Enquanto caminhamos rapidamente para um novo golpe militar, com uma ditadura liderada pelo oficialato de baixa patente a qual Bolsonaro pertence, perdemos Aldir Blanc. Por Covid-19.
A mesma doença que o genocida irresponsável e incompetente que governa indevidamente o Brasil trata com desdém e espalha corpo a corpo.
A vida é costurada por simbolismos. Alguns deles reais, palpáveis, quentes.
Só o Brasil de Aldir Blanc é capaz de derrotar o Brazil de Jair Bolsonaro.

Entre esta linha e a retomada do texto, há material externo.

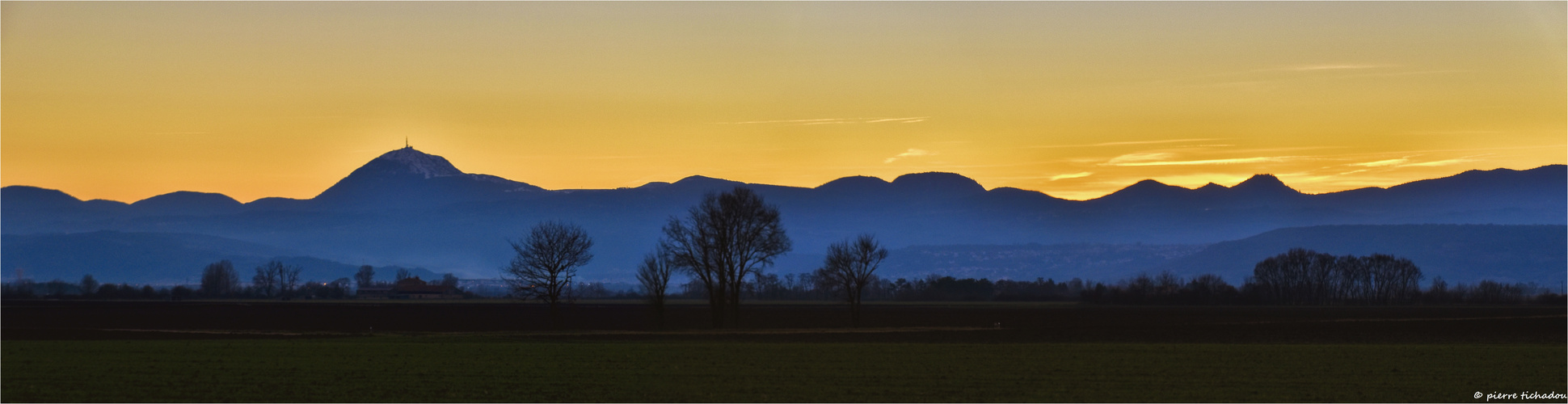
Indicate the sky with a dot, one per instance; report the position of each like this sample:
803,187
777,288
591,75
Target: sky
126,101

Vamos precisar enaltecer muito todas as lutas inglórias que estão por vir. E a obra de Aldir Blanc oferece um farol em meio a escuridão.
Perdemos um dos maiores escritores que a língua portuguesa – e o mundo – conheceu. Aldir usou a música para isso. Música que é o maior presente do Brasil para a humanidade. Em nenhum lugar do planeta se faz música com tanta qualidade, diversidade, poesia, suingue, dor, história e potência criativa quanto no Brasil.
Parte disso se deve a Aldir Blanc. Um poeta-psiquiatra suburbano, quase albino, mas negríssimo como o choro de uma cuíca.
Como disse Rubem Braga, um samba é um samba, é qualquer coisa de muito. E Aldir escreveu centenas deles. Alguns dos melhores que essa pátria de canalhas já produziu. Isso é uma enormidade. Diz Rubem:
“Ninguém pode esquecer a função quase religiosa que o samba tem no morro. Uma religião sem Deus, mas com sacerdotes, noviças, rito, tristeza, esperança… Mesmo porque não é preciso ser campeão de folclore para sentir como o samba recebeu e ajeitou a influência de certas orações de macumba”.
Aldir compôs muito com Guinga e Moacyr Luz, mas é com João Bosco realmente o ápice da sua carreira. A mistura do interior de Minas Gerais no violão único de Bosco com a poesia urbana carioca rasgante de Blanc.
Dorival Caymmi encontrando o samba de Silas de Oliveira e tantos outros. Clementina de Jesus, Salgueiro, Estácio, da África a Sapucaí.
Poucas vezes o Brasil foi tão brilhante. Tão competente em construir, tijolo a tijolo, as bases de uma obra que respira e cospe negritude com um acabamento de altíssimo nível. Bosco/Blanc, elixir para as feridas abertas da ditadura, são parte do melhor que dispomos ontem, hoje e sempre para o Brasil de 2020 e além.
De “O Mestre-Sala dos Mares” veio uma das censuras que sofreram. A negritude, claro, era o problema. O racismo oficial e estrutural não pode com o Brasil negro. Os militares tem verdadeiro pavor de tudo que faz o Brasil ser verdadeiramente o que ele é.
Os parasitas da história não podem com qualquer um que produza arte como Aldir Blanc. Sorte a nossa. Glória, sempre, a todas as lutas inglórias.